Há ainda risco de fuga de capital do país, pois fundos de investimento e fundos de pensão estrangeiros não podem fazer aplicações em países associados ao terrorismo. Há também possíveis embaraços para empresas que contratam, sem saber, faccionados. Motoristas e entregadores de aplicativos que tenham envolvimento com as organizações podem implicar as empresas na crise. Na prática, os pagamentos desses trabalhadores podem ser bloqueados.

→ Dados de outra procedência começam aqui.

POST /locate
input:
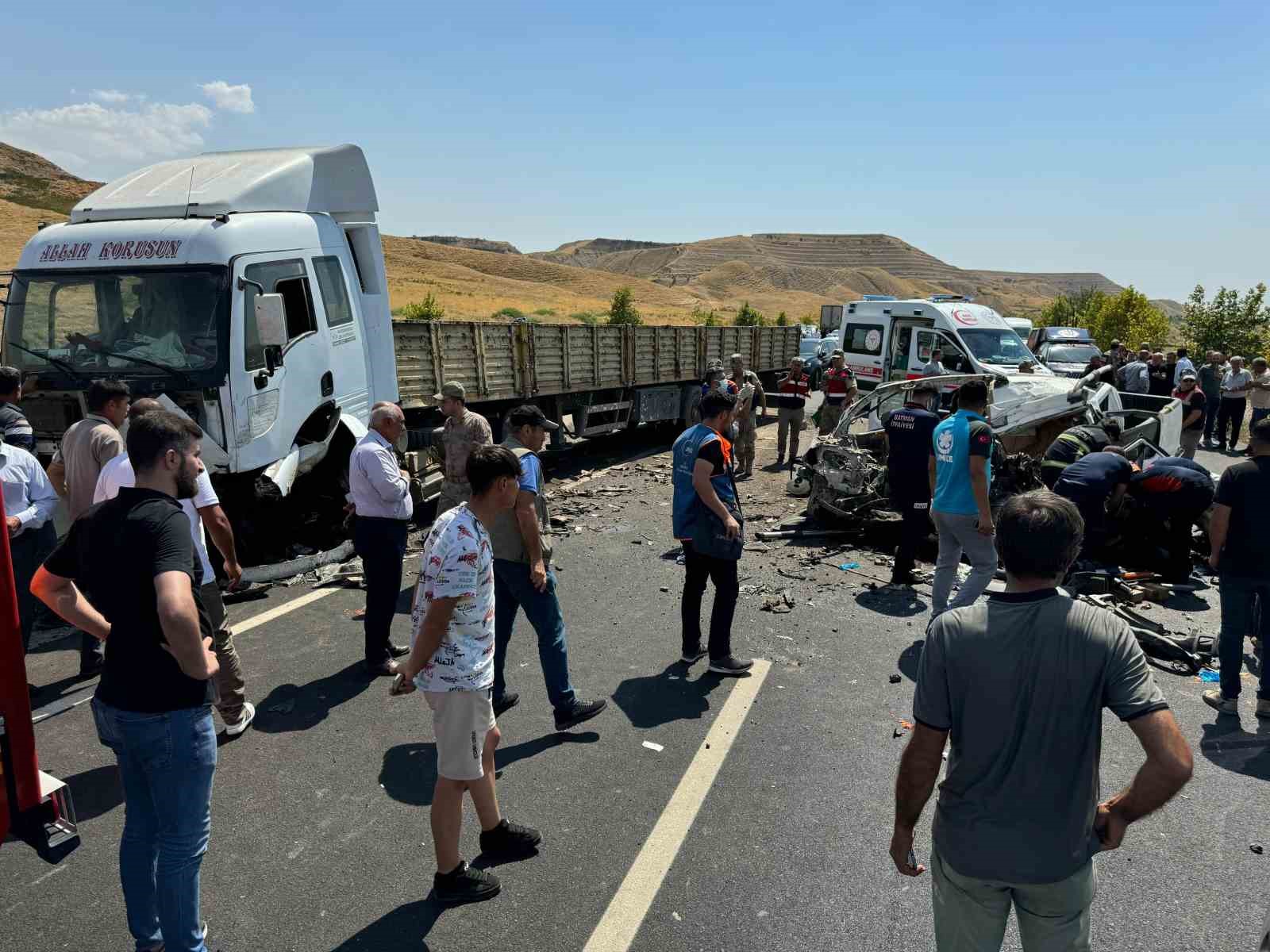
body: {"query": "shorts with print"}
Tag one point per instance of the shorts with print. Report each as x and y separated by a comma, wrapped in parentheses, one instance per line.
(460, 721)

Há ainda riscos para as empresas exportadoras, com o maior rigor alfandegário nos Estados Unidos e na Europa, o que gera inspeções mais lentas e onerosas para mercadorias de exportação brasileiras. Por fim, a classificação terrorista traz consequências na esfera legal e migratória, ao permitir o bloqueio de ativos em solo americano, a extradição facilitada de líderes e a imposição de restrições de visto para pessoas que moram de áreas ou cidades dominadas por essas facções no Brasil.